Landscapes are funny. For the first part of the drawing, it can feel like nothing is happening. You have light lines, pale color, and a page that still looks unfinished. Then you add a few shadows, and suddenly it starts to look like an actual place.
That is the whole point of this tutorial. We are going to build a calm colored pencil landscape step by step, without rushing. If you are a beginner, this is a great one to practice layering. If you have drawn before, it is still relaxing and satisfying.
One quick note before we start. I slightly brightened the early photos so you can actually see the sketch and the first light layers. In real life, those first stages are even lighter.
What you will need
- Colored pencils (a small set works fine)
- White drawing paper (Bristol is great, but any thicker paper is fine)
- HB pencil and eraser
- Sharpener
Optional but nice:
- Tissue or blending stump
Time: 45 to 60 minutes
Skill level: Beginner friendly
Step 1: Sketch the outline
Start with a light sketch. Keep your hand relaxed and your pencil pressure low. You want lines you can erase easily.
- Draw a simple horizon line.
- Add a distant mountain range using basic shapes.
- Sketch rolling hills in the foreground.
If your mountains look odd right now, that is normal. Mine usually do. They always look better once shading shows up.
Micro note: I redrew my mountains slightly bigger at this stage because they felt too small. If something feels off, fix it now. Later is harder.
Light pencil sketch of mountains and hills

Step 2: Add base colors
Now we bring in the lightest color layers. Think soft and gentle. Nothing bold yet.
- Add a light blue sky. Make it lighter near the horizon.
- Lightly fill the mountains with pale blue or blue-gray.
- Tint the foreground hills with a light green base.
Try not to press hard here. Colored pencil builds best in layers. If you go too heavy too early, it gets harder to blend later.
Sky gradient and light base colors on mountains and hills

Step 3: Build up the layers
This is where the drawing starts to wake up a bit. We are still not doing details, just stronger color and clearer shapes.
- Add another layer to the sky to smooth the gradient.
- Deepen the mountain tones slightly, especially on one side.
- Add the midground tree line as one broad green shape.
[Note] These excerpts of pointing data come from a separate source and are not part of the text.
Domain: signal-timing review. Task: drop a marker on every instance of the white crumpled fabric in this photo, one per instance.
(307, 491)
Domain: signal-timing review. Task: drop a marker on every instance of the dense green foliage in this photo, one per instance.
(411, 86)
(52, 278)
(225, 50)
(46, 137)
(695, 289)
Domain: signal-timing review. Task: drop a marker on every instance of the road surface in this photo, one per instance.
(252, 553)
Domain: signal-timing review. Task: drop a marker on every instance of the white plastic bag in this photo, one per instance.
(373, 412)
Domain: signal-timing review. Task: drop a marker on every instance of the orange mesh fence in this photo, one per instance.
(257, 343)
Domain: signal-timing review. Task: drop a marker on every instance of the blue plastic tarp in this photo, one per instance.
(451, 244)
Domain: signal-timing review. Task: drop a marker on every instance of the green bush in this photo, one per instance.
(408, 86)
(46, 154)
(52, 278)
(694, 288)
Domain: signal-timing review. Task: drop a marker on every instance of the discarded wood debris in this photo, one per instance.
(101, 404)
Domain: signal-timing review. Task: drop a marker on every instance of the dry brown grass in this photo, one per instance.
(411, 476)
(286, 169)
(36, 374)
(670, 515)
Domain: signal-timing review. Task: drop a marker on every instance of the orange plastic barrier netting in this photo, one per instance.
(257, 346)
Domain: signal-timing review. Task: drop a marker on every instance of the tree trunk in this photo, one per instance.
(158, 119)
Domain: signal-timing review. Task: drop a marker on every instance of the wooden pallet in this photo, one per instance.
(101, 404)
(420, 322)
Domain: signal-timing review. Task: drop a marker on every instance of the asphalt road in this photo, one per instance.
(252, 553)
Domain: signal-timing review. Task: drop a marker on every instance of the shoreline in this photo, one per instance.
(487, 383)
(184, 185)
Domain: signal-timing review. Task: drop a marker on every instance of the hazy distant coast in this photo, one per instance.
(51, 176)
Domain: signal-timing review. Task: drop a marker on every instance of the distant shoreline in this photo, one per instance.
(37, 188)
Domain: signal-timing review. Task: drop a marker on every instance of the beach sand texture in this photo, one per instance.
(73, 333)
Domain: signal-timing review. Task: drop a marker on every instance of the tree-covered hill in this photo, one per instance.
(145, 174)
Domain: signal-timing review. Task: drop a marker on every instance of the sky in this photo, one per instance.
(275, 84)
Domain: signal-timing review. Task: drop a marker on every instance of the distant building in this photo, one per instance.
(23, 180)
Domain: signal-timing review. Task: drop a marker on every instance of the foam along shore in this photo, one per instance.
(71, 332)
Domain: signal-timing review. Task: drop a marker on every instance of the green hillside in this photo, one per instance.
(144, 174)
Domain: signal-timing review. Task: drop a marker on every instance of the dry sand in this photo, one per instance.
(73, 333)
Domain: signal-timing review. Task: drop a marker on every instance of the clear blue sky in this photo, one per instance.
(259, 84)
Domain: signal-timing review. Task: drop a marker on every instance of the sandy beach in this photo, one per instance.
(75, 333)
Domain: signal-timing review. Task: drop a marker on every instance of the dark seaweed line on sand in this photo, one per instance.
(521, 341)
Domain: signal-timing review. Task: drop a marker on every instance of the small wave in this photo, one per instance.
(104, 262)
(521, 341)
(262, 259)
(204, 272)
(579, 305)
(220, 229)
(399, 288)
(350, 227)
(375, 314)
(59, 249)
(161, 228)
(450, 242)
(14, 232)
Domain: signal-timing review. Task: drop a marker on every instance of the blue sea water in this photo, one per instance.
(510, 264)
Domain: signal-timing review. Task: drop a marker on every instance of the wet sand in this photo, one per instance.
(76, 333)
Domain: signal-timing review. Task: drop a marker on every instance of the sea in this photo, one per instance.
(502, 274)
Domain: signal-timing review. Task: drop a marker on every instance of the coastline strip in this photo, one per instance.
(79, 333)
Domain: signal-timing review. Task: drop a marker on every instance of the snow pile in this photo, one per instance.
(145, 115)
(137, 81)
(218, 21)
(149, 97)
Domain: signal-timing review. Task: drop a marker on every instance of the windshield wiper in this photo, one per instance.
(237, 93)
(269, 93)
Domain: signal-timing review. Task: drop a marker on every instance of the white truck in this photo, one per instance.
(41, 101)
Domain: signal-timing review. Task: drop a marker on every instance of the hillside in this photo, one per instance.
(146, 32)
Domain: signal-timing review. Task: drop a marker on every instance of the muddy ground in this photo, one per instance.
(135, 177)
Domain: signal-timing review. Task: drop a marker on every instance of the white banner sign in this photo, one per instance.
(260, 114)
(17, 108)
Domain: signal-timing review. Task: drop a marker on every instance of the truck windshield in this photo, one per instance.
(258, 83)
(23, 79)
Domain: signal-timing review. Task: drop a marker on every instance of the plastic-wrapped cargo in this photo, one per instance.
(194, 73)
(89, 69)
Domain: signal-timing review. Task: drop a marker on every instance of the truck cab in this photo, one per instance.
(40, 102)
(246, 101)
No individual trees yet.
If the tree line looks like a blob right now, that is perfect. It is supposed to. We will give it character later.
Stronger layers and a simple midground tree line shape

Step 4: Shade and blend
This is the step that usually pulls everything together. Depth comes from contrast, not from adding a hundred details.
- Add shadows on the mountains. Pick a light direction and stick to it.
- Darken the base of the tree line to make it feel dense.
- Shade the hills so they look rounded, not flat.
Micro note: This stage can look messy for a minute. Mine did too. Once the shadows settled in, the whole scene suddenly made sense.
Added shadows and blending to create depth

Step 5: Add details
Now you can start making it feel like a real landscape.
- Add grass texture with short strokes that follow the curve of the hills.
- Add small color variation in the hills. Warmer yellow-green in the light, cooler green in the shade.
- Add hints of tree texture without outlining every tree.
If you want an easy focal point, add a simple path or a soft edge line in the foreground. It gives the eye somewhere to travel.
Grass texture, small variations, and light tree detail

Step 6: Final highlights
This is the finishing step. Small changes here make the drawing look complete.
- Brighten highlights on the hills. Light pressure works best.
- Add a few soft clouds if you want. Keep them gentle so they do not steal attention.
- Sharpen one or two focal edges, like the path or a hill ridge.
If your drawing still feels a little flat, here is a quick fix. Increase contrast just in the tree line. One darker pass there often makes everything pop.
Final highlights, clouds, and finished landscape

A few quick tips that help a lot
- Use light pressure early. Save heavy pressure for the end.
- Keep distant objects lighter and less detailed.
- Layer the same color again instead of pressing harder.
- Step back once in a while. It is easier to spot what the drawing needs when you are not right on top of it.
You are done. And if yours looks different than the photos, that is a win. That means you made it your own.